OpenCitations provides the following datasets:
OpenCitations Indexes. The Indexes contain information about the citations themselves, in which the citations, instead of being considered as simple links, are treated as first-class data entities in their own right. This permits each Index to endow each citation with descriptive properties, such as the date on which the citation was created, its timespan (i.e.the interval between the publication date of the cited entity and the publication date of the citing entity), and its type (e.g. whether or not it is a self-citation). These Indexes do not store metadata about the citing and cited bibliographic entities internally. Rather, these entities are identified in the Indexes by their unique identifiers (e.g. DOIs), enabling bibliographic information to be retrieved on-the-fly upon request by means of the external APIs (see the operation “metadata” at https://w3id.org/oc/index/api/v1 for additional information). The Indexes currently available are:
OpenCitations Corpus (OCC). The OCC is a database of open downloadable bibliographic and citation data recorded in RDF and released under a Creative Commons CC0 public domain waiver. The current content of the OCC has been mainly derived from biomedical articles within the Open Access Subset of PubMed Central, harvested using the Europe PubMed Central REST API.

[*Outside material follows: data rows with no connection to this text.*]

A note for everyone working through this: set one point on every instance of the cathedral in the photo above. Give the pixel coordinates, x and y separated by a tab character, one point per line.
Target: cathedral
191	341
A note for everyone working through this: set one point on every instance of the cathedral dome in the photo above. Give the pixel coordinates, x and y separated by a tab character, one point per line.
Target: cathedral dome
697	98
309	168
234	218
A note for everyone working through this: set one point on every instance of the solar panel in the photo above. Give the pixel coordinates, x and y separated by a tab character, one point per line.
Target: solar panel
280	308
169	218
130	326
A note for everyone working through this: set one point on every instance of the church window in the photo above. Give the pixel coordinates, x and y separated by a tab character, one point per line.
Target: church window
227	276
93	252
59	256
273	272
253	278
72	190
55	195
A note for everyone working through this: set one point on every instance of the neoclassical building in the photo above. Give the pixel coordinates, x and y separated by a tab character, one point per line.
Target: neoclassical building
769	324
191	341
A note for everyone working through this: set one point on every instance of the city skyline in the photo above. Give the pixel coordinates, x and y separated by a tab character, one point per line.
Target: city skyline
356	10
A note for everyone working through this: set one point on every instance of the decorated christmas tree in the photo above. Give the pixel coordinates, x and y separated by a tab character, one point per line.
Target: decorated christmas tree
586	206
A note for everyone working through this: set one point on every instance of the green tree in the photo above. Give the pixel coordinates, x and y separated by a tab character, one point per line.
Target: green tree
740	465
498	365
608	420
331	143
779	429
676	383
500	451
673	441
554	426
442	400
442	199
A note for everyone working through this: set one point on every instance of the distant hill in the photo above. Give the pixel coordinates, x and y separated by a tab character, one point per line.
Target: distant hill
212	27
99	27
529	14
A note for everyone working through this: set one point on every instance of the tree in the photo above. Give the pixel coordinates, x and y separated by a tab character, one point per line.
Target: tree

OpenCitations in Context Corpus (CCC). The CCC is a RDF dataset including bibliographic and citation data mined from the full-text of articles, such as in-text references (e.g. (Daquino et al. 2020)), structural elements (sentences, paragraphs, footnotes, captions, tables, and sections), rhetorical elements (e.g. section "Methods"), and the sequential number of the structural elements including in-text reference pointers (e.g. sentence 5, paragraph 2, section 1 "Introduction"). Like OCC, CCC has been mainly derived from biomedical articles within the Open Access Subset of PubMed Central, harvested using the Europe PubMed Central REST API. CCC is released under a Creative Commons CC0 public domain waiver.